Venezia. A a Ca’ Pesaro:

Una raccolta d’arte moderna italiana

CARRA’

Il sontuoso palazzo a bugnato di diamante, progettato dal Longhena per la ricca famiglia Pesaro, a metà del ‘600, sul canale Grande a Venezia. A a Ca’ Pesaro:

Una raccolta d’arte moderna italiana a Venezia, e donato, infine, al Comune nel 1902, è divenuto da allora sede della Galleria Internazionale d’Arte Moderna. Qui, in polemica con l’arte ‘ufficiale’ delle Biennali, si organizzarono mostre di giovani artisti tra cui Gino Rossi, Boccioni, Casorati, Arturo Martini. E, in seguito, le collezioni della Galleria aumentarono con varie donazioni tra cui quella di Medardo Rosso, 1914, il lascito Lisi nel 1961 con opere di Morandi, De Chirico, Carrà, Kandisky, Mirò, Matta, e sculture dello stesso Wildt nel 1990 le quali hanno riempito le dieci sale del primo piano, mentre al secondo piano si susseguono mostre temporanee.

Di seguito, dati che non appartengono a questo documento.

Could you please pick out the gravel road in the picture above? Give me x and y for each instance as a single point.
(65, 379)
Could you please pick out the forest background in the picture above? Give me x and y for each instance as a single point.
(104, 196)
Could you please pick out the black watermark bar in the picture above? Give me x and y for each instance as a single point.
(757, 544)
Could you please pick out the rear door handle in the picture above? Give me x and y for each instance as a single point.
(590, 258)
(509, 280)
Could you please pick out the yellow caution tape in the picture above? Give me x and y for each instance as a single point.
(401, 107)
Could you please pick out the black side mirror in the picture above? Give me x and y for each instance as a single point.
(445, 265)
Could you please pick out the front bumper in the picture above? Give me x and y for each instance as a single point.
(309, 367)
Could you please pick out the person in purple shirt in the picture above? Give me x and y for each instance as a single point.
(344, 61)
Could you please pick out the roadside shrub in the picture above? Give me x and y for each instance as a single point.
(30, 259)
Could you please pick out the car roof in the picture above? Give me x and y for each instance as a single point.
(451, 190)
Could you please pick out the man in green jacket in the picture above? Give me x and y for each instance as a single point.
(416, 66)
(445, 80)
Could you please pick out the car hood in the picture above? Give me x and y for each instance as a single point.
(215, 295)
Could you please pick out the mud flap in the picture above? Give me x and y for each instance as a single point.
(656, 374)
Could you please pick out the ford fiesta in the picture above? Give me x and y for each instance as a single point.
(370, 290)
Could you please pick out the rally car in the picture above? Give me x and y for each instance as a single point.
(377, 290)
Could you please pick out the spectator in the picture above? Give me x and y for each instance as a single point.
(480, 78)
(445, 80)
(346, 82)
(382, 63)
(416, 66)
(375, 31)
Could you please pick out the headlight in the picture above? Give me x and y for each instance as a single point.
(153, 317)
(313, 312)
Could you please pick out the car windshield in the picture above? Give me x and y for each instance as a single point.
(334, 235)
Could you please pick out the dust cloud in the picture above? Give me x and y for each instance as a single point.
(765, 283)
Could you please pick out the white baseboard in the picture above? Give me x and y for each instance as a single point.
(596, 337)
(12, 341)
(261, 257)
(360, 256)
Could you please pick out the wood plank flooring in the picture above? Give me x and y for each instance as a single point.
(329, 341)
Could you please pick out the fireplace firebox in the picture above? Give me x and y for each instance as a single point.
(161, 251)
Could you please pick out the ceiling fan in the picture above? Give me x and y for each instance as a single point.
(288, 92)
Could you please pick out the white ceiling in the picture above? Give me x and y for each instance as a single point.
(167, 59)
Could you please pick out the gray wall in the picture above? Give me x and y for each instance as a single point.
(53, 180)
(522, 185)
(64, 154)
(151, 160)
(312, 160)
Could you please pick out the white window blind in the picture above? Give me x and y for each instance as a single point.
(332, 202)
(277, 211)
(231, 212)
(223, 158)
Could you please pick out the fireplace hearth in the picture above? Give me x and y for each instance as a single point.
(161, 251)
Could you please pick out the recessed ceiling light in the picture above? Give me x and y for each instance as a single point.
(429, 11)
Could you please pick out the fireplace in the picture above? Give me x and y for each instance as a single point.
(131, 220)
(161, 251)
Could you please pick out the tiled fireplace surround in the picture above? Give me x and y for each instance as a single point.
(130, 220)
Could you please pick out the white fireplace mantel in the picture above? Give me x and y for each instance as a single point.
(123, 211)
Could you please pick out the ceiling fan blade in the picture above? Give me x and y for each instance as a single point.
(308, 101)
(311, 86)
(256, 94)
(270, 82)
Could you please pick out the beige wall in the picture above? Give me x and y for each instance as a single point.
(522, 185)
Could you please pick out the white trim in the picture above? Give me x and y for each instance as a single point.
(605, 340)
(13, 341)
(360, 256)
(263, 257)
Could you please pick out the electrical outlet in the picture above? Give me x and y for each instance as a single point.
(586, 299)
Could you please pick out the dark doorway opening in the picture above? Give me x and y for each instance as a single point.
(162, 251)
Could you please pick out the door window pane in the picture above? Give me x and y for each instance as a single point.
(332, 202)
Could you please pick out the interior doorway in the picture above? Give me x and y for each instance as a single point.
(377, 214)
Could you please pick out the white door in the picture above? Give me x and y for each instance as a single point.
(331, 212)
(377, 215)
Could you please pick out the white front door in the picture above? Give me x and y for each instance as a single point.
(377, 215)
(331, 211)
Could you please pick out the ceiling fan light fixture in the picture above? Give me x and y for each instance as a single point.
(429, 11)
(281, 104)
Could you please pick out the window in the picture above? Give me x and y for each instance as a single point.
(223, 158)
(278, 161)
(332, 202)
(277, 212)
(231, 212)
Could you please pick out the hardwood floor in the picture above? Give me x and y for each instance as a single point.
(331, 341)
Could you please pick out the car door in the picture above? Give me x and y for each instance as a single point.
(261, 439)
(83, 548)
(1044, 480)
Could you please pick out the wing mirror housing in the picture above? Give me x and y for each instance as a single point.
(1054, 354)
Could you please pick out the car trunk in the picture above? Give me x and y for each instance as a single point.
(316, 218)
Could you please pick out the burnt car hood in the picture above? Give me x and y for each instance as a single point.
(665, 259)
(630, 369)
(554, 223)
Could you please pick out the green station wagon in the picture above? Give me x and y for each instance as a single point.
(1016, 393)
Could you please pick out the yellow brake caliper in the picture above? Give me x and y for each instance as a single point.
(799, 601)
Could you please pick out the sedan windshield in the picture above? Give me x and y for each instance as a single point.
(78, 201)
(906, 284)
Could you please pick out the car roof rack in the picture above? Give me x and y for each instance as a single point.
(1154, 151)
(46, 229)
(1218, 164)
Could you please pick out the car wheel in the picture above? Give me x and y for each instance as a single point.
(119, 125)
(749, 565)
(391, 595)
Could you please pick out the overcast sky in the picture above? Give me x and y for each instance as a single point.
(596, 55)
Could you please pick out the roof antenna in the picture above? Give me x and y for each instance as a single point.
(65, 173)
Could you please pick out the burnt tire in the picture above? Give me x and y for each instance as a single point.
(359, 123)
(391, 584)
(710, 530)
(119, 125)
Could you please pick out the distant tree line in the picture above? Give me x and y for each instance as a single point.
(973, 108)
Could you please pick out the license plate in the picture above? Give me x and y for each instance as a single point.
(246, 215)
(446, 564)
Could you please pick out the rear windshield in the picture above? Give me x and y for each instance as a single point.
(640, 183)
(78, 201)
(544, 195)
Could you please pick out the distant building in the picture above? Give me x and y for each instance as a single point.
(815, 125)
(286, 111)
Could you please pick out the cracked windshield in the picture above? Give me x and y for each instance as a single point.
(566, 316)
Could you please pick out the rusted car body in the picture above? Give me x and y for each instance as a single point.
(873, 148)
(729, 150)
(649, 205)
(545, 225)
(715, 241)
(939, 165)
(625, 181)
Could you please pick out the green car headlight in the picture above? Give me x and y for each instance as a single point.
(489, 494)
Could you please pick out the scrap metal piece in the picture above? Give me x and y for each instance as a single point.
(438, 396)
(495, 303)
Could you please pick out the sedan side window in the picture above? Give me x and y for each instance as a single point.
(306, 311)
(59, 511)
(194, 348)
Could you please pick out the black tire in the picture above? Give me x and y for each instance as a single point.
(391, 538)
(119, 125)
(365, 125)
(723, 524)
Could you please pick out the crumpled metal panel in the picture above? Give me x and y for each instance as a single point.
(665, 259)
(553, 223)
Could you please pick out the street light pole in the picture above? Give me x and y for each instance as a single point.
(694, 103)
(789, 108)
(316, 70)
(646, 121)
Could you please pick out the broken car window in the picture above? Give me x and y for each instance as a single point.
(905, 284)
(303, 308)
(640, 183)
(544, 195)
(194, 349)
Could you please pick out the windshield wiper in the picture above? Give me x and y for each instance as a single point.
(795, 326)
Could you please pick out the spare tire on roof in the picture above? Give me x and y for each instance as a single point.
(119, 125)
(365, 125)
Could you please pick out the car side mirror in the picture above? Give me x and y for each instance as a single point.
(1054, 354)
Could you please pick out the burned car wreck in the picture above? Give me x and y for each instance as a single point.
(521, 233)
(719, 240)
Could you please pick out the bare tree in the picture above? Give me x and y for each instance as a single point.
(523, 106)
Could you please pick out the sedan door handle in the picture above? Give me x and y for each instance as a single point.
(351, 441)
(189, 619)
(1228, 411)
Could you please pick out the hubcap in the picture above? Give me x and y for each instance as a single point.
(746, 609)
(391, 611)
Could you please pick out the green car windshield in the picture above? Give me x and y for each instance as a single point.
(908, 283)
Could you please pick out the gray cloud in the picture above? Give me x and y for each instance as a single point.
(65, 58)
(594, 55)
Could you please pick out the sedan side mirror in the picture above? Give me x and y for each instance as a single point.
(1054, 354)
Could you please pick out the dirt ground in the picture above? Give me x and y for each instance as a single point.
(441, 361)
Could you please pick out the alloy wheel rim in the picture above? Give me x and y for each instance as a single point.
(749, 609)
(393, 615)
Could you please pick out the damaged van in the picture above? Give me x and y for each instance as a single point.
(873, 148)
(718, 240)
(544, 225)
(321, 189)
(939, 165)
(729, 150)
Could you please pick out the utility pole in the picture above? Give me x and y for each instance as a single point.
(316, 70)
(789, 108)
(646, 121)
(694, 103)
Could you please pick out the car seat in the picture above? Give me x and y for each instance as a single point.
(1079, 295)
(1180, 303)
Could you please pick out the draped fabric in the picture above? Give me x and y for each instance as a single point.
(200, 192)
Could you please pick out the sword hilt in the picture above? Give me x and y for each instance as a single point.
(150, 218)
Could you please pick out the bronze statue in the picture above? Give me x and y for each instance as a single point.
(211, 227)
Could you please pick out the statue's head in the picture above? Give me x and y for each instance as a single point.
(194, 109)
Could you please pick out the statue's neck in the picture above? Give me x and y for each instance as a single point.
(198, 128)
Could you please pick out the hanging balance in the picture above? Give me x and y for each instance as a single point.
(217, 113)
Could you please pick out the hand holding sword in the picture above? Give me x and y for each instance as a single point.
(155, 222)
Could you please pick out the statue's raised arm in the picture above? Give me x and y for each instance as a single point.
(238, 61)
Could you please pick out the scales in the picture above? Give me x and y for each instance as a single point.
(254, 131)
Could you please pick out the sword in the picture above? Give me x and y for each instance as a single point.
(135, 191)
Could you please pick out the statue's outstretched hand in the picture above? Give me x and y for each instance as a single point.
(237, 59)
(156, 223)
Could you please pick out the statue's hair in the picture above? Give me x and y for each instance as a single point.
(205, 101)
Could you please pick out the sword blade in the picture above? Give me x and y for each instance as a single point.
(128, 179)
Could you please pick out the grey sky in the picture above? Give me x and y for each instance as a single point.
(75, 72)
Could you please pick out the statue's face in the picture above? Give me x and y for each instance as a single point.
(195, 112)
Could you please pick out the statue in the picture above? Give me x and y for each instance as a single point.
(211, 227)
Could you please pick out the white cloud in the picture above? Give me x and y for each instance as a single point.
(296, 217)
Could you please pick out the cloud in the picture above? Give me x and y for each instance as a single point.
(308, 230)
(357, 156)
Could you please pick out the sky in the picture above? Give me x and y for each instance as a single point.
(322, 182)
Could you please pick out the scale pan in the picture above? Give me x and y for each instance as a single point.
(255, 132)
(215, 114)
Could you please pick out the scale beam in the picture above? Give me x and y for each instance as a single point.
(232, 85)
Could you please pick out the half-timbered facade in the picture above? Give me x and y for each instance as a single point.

Ora, trentadue opere di alcuni importanti autori italiano del ‘900 tra cui Massimo Campigli, Carlo Carrà, Giacomo Manzù, Ottone Rosai, Scipione e Mario Sironi vi saranno esposti dall’ 8 febbraio 2019.

Si tratta di una rilevante mostra di lavori che provengono da note e importanti collezioni di arte italiana, come quelle della scrittrice Margherita Sarfatti, dell’editore Pietro Vallecchi, del critico d’arte Raffaele Carrieri, del presidente  dell’Accademia di Brera Rino Valdameri, dell’ingegnere Alberto Della Ragione, dell’avvocato Pietro Feroldi, dell’industriale Carlo Frua De Angeli, dell’editore e critico Giampiero Giani, del commerciante Gianni Mattioli le quali rimarranno, inoltre, a Ca’ Pesaro in comodato a lungo termine.

CAMPIGLI

Di Massimo Campigli, presenti le celebri tele: Le Amazzoni, 1928, La figlia del carceriere, 1929 e Donna ingioiellata, 1942, opera realizzata a Venezia, dove il pittore si trasferì allo scoppio della guerra e dove fu esposta, nell’autunno 1945, alla personale presso la galleria del Cavallino. Per la stagione del “ ritorno all’ordine” italiano, tele di Carlo Carrà tra cui “ Mattino sul mare” del 1928, di Ottone Rosai, fautore di quella ripresa della sintesi, come amava ripetere Margherita Sarfatti, ed essenzialità compositiva che ebbe larga fortuna nella produzione europea tra le due guerre.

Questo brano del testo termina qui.